Flávio Dino suspende quebra de sigilo de Lulinha e outros investigados pela CPMI do INSS e gera novo embate entre Congresso e STF
O ministro do Supremo Tribunal Federal (STF), Flávio Dino, ampliou nesta quinta-feira a decisão que suspendeu a quebra de sigilo da empresária Roberta Luchsinger e determinou a paralisação de todas as medidas semelhantes aprovadas pela CPMI do INSS em votação realizada no dia 26 de fevereiro.
A decisão do magistrado também atinge outros alvos da comissão, incluindo Luís Cláudio Lula da Silva, conhecido como “Lulinha”, filho do presidente Luiz Inácio Lula da Silva (PT-SP).
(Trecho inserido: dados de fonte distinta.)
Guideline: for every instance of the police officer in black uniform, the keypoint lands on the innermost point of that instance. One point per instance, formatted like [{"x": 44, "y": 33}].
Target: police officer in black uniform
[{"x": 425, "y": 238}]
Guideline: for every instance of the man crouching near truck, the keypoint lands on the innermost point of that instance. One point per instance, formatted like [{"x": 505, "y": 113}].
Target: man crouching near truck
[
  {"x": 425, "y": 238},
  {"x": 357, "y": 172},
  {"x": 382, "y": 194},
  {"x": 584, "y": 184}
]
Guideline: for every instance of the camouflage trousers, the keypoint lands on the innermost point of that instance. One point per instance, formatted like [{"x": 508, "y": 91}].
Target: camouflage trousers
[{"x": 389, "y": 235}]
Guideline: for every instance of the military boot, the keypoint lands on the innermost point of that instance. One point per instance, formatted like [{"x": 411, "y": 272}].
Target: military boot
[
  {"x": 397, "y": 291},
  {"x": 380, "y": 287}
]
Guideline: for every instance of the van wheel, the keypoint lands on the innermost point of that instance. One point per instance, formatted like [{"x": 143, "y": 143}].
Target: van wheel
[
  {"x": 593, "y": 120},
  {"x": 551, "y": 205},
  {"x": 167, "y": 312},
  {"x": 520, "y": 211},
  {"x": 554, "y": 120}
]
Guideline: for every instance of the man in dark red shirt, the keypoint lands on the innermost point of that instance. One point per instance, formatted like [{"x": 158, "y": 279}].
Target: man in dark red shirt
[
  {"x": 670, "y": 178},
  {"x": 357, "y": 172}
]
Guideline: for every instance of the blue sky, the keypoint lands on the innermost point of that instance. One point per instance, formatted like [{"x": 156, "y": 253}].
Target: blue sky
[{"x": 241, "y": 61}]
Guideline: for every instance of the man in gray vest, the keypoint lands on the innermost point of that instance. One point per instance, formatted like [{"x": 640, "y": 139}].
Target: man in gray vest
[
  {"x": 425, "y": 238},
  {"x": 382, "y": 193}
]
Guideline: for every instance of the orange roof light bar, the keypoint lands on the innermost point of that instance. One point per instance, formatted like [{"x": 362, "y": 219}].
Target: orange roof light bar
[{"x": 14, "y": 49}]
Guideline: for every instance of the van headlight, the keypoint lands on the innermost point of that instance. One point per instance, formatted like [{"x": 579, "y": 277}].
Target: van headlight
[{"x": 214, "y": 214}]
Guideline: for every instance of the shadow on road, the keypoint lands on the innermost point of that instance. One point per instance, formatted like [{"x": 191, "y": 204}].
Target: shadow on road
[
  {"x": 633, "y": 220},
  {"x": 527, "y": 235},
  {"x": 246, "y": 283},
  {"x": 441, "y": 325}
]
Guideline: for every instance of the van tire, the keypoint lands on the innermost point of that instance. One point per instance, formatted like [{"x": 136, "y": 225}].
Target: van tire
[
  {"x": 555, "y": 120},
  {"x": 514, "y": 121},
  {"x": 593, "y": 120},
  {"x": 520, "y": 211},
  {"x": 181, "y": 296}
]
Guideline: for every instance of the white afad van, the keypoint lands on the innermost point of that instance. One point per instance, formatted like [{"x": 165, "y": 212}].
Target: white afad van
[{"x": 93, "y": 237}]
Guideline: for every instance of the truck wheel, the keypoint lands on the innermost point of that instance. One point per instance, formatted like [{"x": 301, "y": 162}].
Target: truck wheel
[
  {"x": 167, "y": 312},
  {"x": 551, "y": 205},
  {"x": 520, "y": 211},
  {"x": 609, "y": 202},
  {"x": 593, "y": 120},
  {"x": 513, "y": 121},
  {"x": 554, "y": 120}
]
O caso amplia o clima de tensão entre o Congresso Nacional e o Supremo em torno das investigações conduzidas pelo Parlamento.
Votação em bloco levou à suspensão
Na decisão, Dino argumentou que a CPMI aprovou os pedidos de quebra de sigilo de forma coletiva, sem análise individualizada dos investigados, o que, segundo ele, compromete a validade do procedimento.
O ministro afirmou que a votação “em globo” cria um problema jurídico, já que não seria possível considerar parte das medidas válidas e outras não.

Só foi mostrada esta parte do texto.